Pada masa persiapan kemerdekaan, para santri juga terlibat dalam penyusunan Piagam Jakarta, yang menjadi cikal bakal Pembukaan Undang-Undang Dasar 1945. Mereka turut serta dalam perumusan dasar-dasar negara yang tidak hanya berlandaskan pada nasionalisme, tetapi juga pada nilai-nilai agama yang universal.
Dengan demikian, peran santri dalam kemerdekaan Indonesia tidak bisa dipandang sebelah mata. Mereka adalah bagian integral dari perjuangan bangsa, yang menggabungkan semangat keagamaan dengan nasionalisme. Kemerdekaan yang kita nikmati hari ini tidak lepas dari perjuangan para santri yang dengan tulus mengorbankan jiwa raga demi tegaknya negara yang merdeka dan berdaulat.
Dalam suasana kemerdekaan ini, penting bagi kita untuk mengingat dan menghormati jasa-jasa para santri. Mereka bukan hanya pejuang di medan perang, tetapi juga pahlawan dalam menanamkan semangat kemerdekaan yang berlandaskan pada nilai-nilai keislaman yang rahmatan lil ‘alamin, membawa rahmat bagi seluruh alam.

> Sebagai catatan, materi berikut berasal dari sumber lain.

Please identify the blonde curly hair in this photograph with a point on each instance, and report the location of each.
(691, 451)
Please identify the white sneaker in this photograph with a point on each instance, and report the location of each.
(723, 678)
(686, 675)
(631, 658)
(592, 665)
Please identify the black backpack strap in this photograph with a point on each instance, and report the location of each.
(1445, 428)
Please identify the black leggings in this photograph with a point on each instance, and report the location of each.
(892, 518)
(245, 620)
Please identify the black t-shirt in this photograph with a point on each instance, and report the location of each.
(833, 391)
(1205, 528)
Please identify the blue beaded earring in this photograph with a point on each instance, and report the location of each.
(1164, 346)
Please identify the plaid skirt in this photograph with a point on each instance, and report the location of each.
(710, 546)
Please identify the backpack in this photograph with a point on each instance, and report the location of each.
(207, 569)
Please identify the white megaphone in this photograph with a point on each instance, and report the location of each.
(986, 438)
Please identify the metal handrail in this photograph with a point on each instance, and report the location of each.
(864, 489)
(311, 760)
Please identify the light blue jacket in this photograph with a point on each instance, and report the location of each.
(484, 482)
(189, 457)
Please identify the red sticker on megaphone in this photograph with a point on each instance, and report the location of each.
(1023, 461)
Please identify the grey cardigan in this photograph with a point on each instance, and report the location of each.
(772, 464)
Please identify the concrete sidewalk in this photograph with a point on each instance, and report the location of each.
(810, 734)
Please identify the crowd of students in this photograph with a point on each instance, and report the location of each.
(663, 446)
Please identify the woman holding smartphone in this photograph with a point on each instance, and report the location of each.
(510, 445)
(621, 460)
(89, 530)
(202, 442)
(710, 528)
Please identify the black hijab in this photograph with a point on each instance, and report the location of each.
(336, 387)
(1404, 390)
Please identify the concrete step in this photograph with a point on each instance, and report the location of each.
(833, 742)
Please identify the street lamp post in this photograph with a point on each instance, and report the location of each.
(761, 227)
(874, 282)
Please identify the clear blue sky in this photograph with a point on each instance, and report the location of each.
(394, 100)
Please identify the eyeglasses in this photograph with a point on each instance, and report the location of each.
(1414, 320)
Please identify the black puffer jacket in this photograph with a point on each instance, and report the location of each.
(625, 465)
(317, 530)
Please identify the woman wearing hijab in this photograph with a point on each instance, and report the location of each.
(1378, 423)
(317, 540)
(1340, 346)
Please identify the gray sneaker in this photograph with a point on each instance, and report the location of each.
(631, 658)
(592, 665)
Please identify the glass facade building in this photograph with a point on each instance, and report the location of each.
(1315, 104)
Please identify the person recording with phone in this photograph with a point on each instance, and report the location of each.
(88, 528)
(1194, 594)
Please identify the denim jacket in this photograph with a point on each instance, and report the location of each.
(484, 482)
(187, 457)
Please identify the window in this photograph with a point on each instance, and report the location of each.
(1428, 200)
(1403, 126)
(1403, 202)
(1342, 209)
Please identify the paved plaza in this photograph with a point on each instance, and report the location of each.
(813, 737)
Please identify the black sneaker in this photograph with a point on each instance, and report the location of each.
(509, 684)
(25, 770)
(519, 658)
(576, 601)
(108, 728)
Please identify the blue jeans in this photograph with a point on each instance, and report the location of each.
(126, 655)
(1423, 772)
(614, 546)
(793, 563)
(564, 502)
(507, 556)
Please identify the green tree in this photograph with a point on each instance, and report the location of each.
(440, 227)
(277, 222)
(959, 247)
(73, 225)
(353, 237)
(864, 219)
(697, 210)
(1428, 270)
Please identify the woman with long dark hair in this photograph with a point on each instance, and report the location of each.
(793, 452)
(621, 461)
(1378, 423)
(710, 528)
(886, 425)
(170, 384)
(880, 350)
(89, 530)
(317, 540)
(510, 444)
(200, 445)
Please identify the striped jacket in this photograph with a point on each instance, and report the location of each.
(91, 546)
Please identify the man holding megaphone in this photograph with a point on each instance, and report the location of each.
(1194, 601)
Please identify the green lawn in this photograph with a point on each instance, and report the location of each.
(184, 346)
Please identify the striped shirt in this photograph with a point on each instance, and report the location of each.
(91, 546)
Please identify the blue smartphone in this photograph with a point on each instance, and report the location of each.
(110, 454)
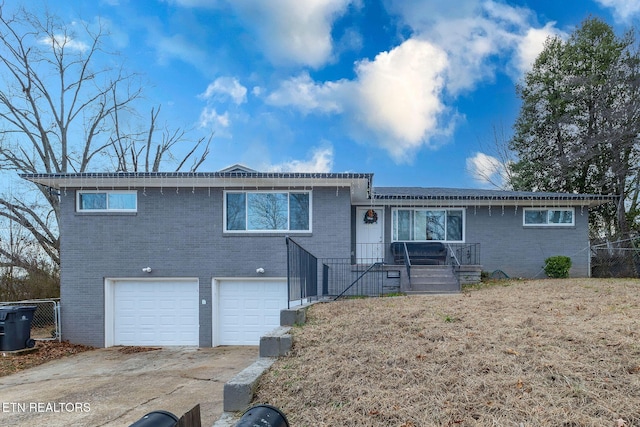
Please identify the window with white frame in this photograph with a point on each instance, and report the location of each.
(548, 217)
(106, 201)
(420, 224)
(267, 211)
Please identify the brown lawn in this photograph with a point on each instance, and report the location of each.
(520, 353)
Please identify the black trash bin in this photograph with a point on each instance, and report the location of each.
(15, 327)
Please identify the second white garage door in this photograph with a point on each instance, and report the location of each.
(249, 309)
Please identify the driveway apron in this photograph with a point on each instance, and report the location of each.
(116, 387)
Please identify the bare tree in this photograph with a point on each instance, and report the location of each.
(62, 110)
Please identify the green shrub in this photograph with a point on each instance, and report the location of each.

“Cinta tanah air adalah sebagian dari iman”, merupakan salah satu jargon monumental yang dikemukakan oleh Hadlrotus Syaikh KH. Hasyim As’ari dalam membakar semangat bela negara dan nasionalisme kebangsaan. Meskipun penggalan kalimat singkat tersebut bukan termasuk hadis, namun secara esensial tidak jauh beda dengan hadis Rasulullah Saw yang menjelaskan tentang ungkapan kecintaannya terhadap kota suci Makkah. Sebagimana penuturan dari sahabat Ibnu Abbas Ra yang diriwayatkan dari sahabat Ibnu Hibban Ra:
عَنِ ابْنِ عَبَّاسٍ، قَالَ: قَالَ رَسُولُ اللهِ صَلَّى اللهُ عَلَيْهِ وَسَلَّمَ: مَا أَطْيَبَكِ مِنْ بَلْدَةٍ وَأَحَبَّكِ إِلَيَّ، وَلَوْلَا أَنَّ قَوْمِي أَخْرَجُونِي مِنْكِ، مَا سَكَنْتُ غَيْرَكِ
“Dari sahabat Ibnu Abbas berkata, Rasulullah Saw bersabda; Alangkah baiknya engkau sebagai sebuah negeri, dan engkau merupakan negeri yang paling aku cintai. Seandainya kauku tidak mengusirku dari engkau, niscaya aku tidak tinggal di selainmu,” (HR. Ibnu Hibban).[1]

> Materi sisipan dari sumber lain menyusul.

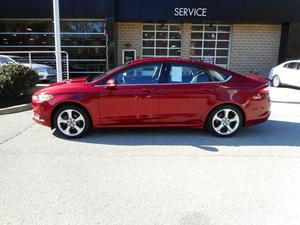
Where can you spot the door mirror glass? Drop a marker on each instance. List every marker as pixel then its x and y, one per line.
pixel 111 84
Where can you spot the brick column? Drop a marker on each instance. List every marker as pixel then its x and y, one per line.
pixel 255 47
pixel 129 34
pixel 186 29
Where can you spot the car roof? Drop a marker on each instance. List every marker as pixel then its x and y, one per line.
pixel 174 60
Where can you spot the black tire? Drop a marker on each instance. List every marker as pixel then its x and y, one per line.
pixel 276 81
pixel 77 126
pixel 218 125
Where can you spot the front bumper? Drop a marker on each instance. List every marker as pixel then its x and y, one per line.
pixel 42 113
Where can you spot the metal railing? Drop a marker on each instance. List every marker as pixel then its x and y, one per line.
pixel 43 60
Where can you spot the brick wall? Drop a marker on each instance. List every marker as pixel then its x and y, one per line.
pixel 254 47
pixel 128 33
pixel 186 40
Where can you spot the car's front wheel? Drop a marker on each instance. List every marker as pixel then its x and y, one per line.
pixel 224 121
pixel 71 121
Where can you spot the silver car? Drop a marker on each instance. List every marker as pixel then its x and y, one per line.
pixel 45 72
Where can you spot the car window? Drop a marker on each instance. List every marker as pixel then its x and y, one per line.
pixel 292 65
pixel 142 74
pixel 188 74
pixel 218 76
pixel 4 60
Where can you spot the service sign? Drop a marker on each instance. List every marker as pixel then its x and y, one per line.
pixel 190 12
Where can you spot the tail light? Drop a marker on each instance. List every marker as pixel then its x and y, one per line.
pixel 263 90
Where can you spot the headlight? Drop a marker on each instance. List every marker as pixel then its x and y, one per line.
pixel 42 97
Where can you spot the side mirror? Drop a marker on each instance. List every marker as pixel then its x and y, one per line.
pixel 111 84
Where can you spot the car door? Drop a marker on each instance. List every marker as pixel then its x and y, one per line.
pixel 133 102
pixel 185 95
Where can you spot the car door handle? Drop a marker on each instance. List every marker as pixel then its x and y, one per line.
pixel 145 90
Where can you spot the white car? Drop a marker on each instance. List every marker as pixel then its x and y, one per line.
pixel 287 73
pixel 45 72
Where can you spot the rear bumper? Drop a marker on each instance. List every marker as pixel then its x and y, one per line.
pixel 261 119
pixel 259 111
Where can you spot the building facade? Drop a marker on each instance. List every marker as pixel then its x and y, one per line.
pixel 245 36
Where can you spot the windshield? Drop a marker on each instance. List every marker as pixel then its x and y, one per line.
pixel 93 77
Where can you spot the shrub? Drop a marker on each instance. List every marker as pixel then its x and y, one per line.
pixel 14 79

Dengan penerapannya yang disesuaikan dengan konteks kebutuhan saat ini, semangat bela negara dapat mengakhiri episode berdarah umat manusia dan menciptakan dialog kehidupan yang rukun dan damai. Bahkan sangat diperlukan untuk memperkuat sendi-sendi kenegaraan dari berbagai paham radikalisme, ekstrimisme, dan semacamnya yang merongrong kebhinnekaan bangsa ini.
Dalam konteks kekinian, aksi nyata dalam semangat bela negara dapat diaplikasikan dengan menjalankan kewajiban sebagai warga negara sesuai dengan kondisi dan kemampuan masing-masing individu masyarakat. Karena dengan begitu, implementasi nyata semangat bela negara dan nasionalisme tidak hanya terbatas pada perlindungan negara, melainkan menjadi sebuah usaha ketahanan, kekuatan, dan kemajuan di berbagai aspek kehidupan.
Dalam konteks inilah, kemerdekaan Indonesia dapat dipandang sebagai sebuah Fathu Makkah versi Indonesia. Sebuah pembebasan yang bukan hanya mengakhiri penjajahan, tetapi juga membuka jalan bagi pembentukan sebuah bangsa yang berdaulat, adil, dan makmur.
Dengan demikian, momen 17 Agustus bukan hanya perayaan fisik, tetapi juga refleksi spiritual tentang arti sejati kemerdekaan. Sebuah kemenangan yang dicapai bukan dengan kekerasan, tetapi dengan kebijaksanaan, kesabaran, dan persatuan, seperti yang ditunjukkan oleh Nabi Muhammad SAW dalam peristiwa Fathu Makkah.